Le film est de Céline Sallette, que l’on connaissait jusqu’alors comme actrice : c’est son premier long métrage, dédié à une figure très importante de l’art du XXe siècle, la franco-américaine Niki de Saint Phalle. Il aborde donc une forme redoutable du cinéma : le film biographique, ou biopic comme on dit, et qui plus est, le biopic d’artiste – mille embûches donc, le film sobrement intitulé Nikis’en sort plutôt bien, malgré quelques excès explicatifs.
Au début du film, Niki, qui ne s’appelle pas encore de Saint Phalle, se pose en mannequin : c’est un plan fixe. On voit son visage et le haut de son buste, des mains occupées à arranger les vêtements, la coiffure, le maquillage, puis une voix masculine hors champ, celle du photographe, aboie des ordres : Niki est d’abord un objet, joué par des hommes, joué par des hommes. artistes autres qu’elle. Cette scène est une sorte de tremplin théorique pour le film qui entend faire le contraire : montrer Niki comme sujet, et comme sujet de sa propre émancipation artistique.

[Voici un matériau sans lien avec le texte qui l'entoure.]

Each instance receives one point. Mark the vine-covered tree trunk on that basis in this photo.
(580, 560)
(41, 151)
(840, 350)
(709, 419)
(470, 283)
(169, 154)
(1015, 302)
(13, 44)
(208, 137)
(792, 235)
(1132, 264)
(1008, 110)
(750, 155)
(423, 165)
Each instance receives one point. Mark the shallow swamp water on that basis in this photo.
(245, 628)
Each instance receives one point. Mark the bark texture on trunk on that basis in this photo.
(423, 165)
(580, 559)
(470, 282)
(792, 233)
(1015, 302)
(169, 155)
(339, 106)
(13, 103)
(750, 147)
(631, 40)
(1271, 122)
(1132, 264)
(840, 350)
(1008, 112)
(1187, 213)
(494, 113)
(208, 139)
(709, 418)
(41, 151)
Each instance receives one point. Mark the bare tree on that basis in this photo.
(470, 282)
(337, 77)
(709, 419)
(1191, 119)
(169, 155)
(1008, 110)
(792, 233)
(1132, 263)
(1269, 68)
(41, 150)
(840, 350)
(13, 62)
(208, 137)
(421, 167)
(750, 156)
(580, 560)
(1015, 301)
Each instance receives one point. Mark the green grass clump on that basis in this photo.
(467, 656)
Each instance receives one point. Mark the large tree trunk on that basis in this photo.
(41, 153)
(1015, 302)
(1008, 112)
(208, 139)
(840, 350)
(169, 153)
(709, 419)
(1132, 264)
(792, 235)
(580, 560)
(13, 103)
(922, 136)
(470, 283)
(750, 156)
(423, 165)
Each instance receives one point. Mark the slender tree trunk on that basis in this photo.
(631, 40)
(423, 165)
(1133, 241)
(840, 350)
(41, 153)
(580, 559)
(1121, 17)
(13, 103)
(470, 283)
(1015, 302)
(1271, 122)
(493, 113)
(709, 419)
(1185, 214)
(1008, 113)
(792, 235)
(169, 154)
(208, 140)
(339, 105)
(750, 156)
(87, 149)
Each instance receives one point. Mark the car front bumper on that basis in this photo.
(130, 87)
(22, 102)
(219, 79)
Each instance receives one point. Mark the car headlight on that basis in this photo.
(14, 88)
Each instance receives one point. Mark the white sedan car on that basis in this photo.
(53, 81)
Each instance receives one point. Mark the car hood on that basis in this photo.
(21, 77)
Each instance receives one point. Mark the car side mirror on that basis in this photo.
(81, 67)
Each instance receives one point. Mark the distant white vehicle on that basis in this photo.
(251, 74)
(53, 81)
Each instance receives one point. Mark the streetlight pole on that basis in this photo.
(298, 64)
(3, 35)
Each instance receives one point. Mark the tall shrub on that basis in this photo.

Pour le moment, elle mène une existence bohème avec son mari, écrivain, qui peint à ses heures perdues, qui est peu nombreux, car elle est déjà maman d’une petite fille, et surtout parce qu’elle souffre de troubles paranoïaques et dépressifs. des attaques qui la conduisent à être internée dans une clinique. C’est là qu’elle devient, selon ses propres mots, artiste, et dès sa sortie elle commence à peindre sérieusement, et à rencontrer Tinguely, Arman, tout le groupe des futurs Nouveaux Réalistes.
Le film parvient à entrelacer sans opposer la vie d’artiste de Niki et sa vie d’épouse et de mère, dont la coexistence ne va pas sans conflit, et à montrer ce que signifie être une femme artiste à une époque et dans un domaine où elles étaient une ultra-minorité. Le film évite ici les synthèses trop démonstratives, restant très proche de son sujet : Niki est dans tous ses aspects, et ne représente rien d’autre qu’elle-même. Cela est dû à la performance de Charlotte Le Bon qui joue le rôle titre et qui parvient à dresser le portrait d’une figure féminine vraiment singulière, car à la fois très belle, sophistiquée, mais aussi un peu maladroite, avec parfois une silhouette burlesque : une figure étrange. , constamment au bord de la crise – ce qui maintient l’intérêt du spectateur au-delà du cadre de référence. Qu’il s’agisse de Niki de Saint Phalle, au final, compte souvent moins que s’il s’agit d’un bon personnage : souvent le biopic est d’autant meilleur que le personnage s’émancipe de sa Source – je pense au genre de Van Gogh de Pialat.
Art vivant
Le film choisit une première période, celle de l’apprentissage : où Niki peint, puis commence à assembler des objets en sculptures, et présente enfin en 1960 sa première peinture performance intitulée « Shooting », où elle tire avec un pistolet. fusil sur un tableau représentant une figure masculine auquel elle a attaché des pochettes colorées. Mais surtout il choisit de ne pas montrer son travail : on ne voit pas sa peinture lorsqu’elle travaille à la maison, ni ses installations à l’hôpital, ni le tableau sur lequel elle dessine : toute sa production plastique reste hors-champ, y compris lorsqu’elle un directeur de galerie vient observer son travail, et nous n’avons le droit de voir que le dos des tableaux. Choix franc de la part du réalisateur, un peu excessivement démonstratif par moments, mais non inintéressant, et qui permet d’éviter ces scènes souvent catastrophiques du genre où un acteur de dos fait semblant de poser un dernier coup de pinceau sur une reproduction – j’ai récemment J’ai pensé à un film sur Bonnard, qui cochait toutes les cases du lourd portrait d’un artiste au travail. Une manière d’éviter de figer le portrait dans des correspondances convenues et artificielles entre l’art et la vie, en soustrayant l’art de Niki d’un patrimoine reproduit à l’écran, et en le montrant comme une pratique vivante.